Tezin temel argümanlarından biri başarılı bir dış politika için güçlü istihbaratın zaruri olduğu, ki bu da itirazsız kabul görecek bir argüman. Fidan, tezinde "İyi istihbarat, her zaman iyi dış politikayı garanti etmez, ama kötü istihbarat yanlış politika doğurur" diyor.

Fidan, tezinin giriş bölümünde Soğuk Savaş'ın hüküm sürdüğü yıllarda Türkiye'nin dış politika konseptini "Soğuk Savaş döneminde Türkiye, dahili gelişmelere odaklanıyordu ve bu yüzden dış istihbarat toplama ihtiyacı duymadı. Bunun yerine NATO müttefiklerinden gelen istihbarata bağımlı kaldı" şeklinde iki cümleyle özetliyor.
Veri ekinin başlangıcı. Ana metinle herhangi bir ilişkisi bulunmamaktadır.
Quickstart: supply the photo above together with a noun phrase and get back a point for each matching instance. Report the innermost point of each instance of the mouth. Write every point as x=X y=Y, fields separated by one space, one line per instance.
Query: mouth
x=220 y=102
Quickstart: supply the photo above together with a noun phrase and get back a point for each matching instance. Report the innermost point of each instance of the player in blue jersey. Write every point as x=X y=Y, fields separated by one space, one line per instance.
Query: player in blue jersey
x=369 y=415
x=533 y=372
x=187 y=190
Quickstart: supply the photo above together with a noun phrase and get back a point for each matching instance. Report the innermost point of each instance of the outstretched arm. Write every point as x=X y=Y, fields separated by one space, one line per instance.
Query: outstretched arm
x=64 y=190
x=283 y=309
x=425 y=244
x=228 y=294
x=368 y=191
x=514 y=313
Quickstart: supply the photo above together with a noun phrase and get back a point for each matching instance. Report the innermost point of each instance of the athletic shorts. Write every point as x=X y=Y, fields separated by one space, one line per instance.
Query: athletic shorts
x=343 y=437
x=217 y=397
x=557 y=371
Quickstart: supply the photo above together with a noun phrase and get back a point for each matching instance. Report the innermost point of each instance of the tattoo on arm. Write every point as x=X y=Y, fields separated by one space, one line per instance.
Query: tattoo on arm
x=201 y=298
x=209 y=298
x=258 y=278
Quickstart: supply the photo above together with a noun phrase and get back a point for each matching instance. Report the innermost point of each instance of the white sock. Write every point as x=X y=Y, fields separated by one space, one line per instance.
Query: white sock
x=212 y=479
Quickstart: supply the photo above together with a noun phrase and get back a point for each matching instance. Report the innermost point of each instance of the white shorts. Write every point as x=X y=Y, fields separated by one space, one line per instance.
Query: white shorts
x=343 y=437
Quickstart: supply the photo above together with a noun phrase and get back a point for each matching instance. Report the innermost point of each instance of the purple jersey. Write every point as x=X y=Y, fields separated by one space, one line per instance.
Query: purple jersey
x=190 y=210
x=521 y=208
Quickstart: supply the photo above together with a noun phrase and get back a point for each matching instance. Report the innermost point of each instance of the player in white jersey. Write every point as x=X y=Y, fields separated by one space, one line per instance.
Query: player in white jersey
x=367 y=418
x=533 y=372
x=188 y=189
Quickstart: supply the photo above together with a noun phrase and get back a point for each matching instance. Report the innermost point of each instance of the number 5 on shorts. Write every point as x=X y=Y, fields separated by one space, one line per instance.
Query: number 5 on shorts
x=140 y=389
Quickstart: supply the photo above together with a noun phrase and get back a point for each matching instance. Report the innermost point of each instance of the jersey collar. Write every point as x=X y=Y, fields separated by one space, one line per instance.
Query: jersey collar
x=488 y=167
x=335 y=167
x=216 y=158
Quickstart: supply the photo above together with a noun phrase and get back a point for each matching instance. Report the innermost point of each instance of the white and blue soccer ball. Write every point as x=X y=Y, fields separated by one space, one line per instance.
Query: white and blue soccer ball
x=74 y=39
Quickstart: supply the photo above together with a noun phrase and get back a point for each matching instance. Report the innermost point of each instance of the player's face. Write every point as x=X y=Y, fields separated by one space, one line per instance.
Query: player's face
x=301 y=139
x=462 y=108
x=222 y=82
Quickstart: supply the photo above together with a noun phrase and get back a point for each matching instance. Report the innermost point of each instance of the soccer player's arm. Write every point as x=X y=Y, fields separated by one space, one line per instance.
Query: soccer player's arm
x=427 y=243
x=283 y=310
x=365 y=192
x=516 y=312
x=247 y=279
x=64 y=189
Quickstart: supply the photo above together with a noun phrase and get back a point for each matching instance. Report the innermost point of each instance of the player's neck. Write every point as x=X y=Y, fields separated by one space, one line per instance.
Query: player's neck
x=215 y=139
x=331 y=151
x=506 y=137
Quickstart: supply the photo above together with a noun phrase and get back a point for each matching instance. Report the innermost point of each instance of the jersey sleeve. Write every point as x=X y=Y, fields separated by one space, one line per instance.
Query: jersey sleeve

Fidan'ın tezine göre, aktif dış politika izlemeye başlayan bir Türkiye'nin daha etkin bir haber alma ağına sahip olması gerekecekti -ki bu öngörü- tezin 1999 senesinde yazıldığı hesaba katılırsa çok değil, birkaç yıl sonrasından itibaren gerçekleşmeye başladı.
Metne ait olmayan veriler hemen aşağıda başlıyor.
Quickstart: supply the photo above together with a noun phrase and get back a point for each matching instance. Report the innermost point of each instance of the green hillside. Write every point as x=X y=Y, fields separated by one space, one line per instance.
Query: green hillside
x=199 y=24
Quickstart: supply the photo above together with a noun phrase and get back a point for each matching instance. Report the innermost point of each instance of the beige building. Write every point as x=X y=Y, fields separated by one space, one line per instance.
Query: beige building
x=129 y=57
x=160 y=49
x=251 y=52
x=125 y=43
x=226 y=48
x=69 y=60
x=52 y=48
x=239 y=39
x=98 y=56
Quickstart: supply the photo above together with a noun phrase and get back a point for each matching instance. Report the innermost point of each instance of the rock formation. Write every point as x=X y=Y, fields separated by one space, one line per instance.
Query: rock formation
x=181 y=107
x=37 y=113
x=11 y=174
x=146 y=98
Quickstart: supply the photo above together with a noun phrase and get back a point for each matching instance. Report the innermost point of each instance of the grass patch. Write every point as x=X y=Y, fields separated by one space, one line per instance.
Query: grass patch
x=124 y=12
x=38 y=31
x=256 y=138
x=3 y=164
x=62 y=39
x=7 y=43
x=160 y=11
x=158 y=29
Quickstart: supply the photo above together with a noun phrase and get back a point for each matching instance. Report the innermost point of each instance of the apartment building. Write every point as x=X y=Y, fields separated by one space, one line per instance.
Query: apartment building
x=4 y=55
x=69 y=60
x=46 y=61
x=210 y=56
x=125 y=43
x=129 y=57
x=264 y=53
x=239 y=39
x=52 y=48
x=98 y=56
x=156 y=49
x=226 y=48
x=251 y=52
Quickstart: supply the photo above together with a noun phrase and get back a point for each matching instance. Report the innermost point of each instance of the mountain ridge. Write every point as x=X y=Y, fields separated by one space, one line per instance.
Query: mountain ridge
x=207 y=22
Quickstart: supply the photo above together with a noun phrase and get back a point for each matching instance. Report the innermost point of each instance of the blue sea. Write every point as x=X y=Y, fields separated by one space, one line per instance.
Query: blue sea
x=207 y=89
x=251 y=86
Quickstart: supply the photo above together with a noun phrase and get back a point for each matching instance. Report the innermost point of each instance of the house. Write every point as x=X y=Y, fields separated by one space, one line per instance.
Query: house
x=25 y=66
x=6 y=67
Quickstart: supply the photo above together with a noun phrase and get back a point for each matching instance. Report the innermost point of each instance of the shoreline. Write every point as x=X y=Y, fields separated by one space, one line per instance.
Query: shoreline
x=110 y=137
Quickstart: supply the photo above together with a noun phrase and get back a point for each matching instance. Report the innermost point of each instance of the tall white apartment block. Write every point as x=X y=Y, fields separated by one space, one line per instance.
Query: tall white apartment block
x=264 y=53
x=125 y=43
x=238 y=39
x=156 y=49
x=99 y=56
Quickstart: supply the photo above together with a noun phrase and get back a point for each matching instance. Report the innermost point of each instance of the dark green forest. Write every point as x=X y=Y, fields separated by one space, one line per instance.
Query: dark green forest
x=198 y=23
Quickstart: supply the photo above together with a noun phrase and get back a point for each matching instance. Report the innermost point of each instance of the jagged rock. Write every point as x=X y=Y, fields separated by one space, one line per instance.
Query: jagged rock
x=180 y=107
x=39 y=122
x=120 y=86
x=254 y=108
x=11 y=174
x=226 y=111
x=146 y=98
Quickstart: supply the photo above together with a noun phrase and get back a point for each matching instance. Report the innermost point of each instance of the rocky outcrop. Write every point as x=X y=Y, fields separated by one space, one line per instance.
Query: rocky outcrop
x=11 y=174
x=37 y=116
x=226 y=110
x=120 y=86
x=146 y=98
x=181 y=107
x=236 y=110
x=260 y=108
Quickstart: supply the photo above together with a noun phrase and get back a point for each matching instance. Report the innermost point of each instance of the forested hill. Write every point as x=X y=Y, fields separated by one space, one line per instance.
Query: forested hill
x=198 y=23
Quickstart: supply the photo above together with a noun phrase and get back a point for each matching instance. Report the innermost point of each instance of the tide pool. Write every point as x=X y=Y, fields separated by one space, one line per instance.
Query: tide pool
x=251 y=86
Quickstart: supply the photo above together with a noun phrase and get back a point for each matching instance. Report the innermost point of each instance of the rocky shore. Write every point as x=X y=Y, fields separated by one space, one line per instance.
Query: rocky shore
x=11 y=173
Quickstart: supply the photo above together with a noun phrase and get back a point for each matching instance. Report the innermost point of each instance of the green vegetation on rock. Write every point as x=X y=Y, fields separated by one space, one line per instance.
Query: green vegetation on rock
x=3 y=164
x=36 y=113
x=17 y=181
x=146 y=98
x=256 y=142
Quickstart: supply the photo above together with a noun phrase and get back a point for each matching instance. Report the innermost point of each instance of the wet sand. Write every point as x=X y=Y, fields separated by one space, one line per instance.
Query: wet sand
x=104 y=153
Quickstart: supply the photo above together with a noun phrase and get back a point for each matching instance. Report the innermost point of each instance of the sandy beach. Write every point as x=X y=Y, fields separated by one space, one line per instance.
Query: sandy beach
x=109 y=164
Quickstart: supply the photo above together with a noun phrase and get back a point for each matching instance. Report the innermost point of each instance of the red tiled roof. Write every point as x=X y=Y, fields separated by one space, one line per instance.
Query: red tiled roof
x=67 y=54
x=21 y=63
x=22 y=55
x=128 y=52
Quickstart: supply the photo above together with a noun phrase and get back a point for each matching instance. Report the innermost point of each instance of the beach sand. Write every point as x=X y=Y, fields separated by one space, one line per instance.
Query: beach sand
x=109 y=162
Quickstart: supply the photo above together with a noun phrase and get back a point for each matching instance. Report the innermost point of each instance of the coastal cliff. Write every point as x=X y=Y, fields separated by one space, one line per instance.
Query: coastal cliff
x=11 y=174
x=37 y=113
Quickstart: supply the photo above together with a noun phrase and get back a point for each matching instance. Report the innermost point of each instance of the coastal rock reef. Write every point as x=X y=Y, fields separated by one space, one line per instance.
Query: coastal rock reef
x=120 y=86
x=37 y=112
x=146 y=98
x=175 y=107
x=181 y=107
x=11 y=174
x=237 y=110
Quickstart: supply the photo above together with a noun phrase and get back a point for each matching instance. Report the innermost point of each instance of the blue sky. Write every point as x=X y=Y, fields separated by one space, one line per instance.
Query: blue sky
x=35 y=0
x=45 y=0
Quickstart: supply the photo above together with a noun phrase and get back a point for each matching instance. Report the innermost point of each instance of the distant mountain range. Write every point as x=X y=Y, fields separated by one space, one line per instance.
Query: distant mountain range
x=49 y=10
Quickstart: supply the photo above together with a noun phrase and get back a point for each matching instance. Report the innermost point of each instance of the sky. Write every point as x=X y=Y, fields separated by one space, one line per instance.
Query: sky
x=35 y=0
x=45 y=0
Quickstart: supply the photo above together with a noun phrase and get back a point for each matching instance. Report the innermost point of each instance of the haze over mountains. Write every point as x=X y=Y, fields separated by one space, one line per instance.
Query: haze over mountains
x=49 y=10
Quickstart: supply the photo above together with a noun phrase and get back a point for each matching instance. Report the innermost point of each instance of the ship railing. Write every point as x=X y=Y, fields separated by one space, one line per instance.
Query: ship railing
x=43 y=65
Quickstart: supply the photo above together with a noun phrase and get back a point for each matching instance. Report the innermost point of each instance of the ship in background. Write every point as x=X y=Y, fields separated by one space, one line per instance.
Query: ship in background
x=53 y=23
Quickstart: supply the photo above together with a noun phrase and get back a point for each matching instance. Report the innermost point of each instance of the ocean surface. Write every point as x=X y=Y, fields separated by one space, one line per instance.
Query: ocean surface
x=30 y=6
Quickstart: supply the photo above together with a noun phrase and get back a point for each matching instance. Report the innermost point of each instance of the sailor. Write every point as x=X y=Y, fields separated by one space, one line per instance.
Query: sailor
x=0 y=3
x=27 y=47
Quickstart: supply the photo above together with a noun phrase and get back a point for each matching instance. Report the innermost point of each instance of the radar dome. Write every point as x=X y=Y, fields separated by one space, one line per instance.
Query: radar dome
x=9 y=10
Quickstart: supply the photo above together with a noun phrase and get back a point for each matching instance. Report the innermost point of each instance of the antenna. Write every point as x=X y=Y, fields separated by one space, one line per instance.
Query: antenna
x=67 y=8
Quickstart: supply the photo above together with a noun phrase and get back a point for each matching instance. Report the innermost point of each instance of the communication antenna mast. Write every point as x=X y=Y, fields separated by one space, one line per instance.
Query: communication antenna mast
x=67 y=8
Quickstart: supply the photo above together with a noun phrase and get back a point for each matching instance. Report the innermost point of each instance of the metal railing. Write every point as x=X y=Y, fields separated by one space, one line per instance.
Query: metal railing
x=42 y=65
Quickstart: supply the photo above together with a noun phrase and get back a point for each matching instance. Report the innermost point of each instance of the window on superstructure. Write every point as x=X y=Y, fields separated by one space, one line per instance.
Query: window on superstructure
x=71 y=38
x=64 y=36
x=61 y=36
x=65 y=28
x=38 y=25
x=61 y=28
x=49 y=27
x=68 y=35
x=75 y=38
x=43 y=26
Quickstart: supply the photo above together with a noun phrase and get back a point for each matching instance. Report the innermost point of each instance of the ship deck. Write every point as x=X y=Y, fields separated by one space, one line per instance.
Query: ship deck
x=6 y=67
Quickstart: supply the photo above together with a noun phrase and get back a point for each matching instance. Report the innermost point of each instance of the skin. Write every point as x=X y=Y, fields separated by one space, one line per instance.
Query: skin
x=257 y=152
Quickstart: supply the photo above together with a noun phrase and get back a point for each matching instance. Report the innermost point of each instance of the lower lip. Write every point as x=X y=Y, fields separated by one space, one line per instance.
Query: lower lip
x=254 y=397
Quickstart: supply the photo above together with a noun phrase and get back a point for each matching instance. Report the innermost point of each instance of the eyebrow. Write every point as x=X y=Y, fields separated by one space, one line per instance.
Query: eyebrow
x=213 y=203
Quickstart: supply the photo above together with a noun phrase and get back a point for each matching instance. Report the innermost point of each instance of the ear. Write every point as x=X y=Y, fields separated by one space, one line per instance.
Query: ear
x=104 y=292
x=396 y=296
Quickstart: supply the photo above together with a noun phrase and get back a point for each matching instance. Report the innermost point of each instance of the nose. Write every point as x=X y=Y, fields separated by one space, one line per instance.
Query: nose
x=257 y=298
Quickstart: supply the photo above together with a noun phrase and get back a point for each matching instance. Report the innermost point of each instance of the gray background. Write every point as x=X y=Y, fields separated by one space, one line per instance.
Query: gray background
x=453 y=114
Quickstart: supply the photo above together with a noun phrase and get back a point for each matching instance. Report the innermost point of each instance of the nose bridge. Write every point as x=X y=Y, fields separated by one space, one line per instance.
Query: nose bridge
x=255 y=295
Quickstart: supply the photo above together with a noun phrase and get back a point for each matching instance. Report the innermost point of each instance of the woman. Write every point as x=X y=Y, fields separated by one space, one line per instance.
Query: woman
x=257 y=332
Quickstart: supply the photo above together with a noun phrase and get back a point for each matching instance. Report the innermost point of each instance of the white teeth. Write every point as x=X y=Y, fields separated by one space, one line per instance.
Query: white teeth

Tezde istihbarat sistemini kurarken rejimin yapısının büyük önem taşıdığına dikkat çekiliyor ve Türkiye'nin rejiminin "parlamenter demokrasi" olduğu düşünülürse Batı ülkelerinin istihbarat mantalitesine yakın bir anlayışın Türkiye'de de yerleştirilmesi gerektiği belirtiliyor. Buradan, sözgelimi totaliter eski Sovyet istihbarat modeli ya da yabancı ülkelerde suikastlar gerçekleştiren İsrail'in Mossad'ı tarzı bir yapılanmanın Türkiye'ye uymayacağını çıkarmak mümkün. Bununla birlikte Fidan, eski Türk istihbarat yapılanmasını İngiliz ve Sovyet sistemlerinin bir karışımı olarak nitelendirdi. Tezin sonuç ve öneriler bölümünde de Hakan Fidan, Türkiye'nin güçlü bir dış istihbarat yapılanmasına ihtiyaç duyduğunu anlattı.

Bu görüşlerin yer aldığı yüksek lisans tezini Fidan, eski sayılabilecek bir dönemde, Mayıs 1999'da hazırlamış. 13 yıl önce, henüz 31 yaşında iken hazırladığı tezde Türkiye'nin sahip olması gereken istihbarat konseptini anlatan birinin "yeni Türkiye devletinin sır küpü" olmasında şaşılacak bir şey yok.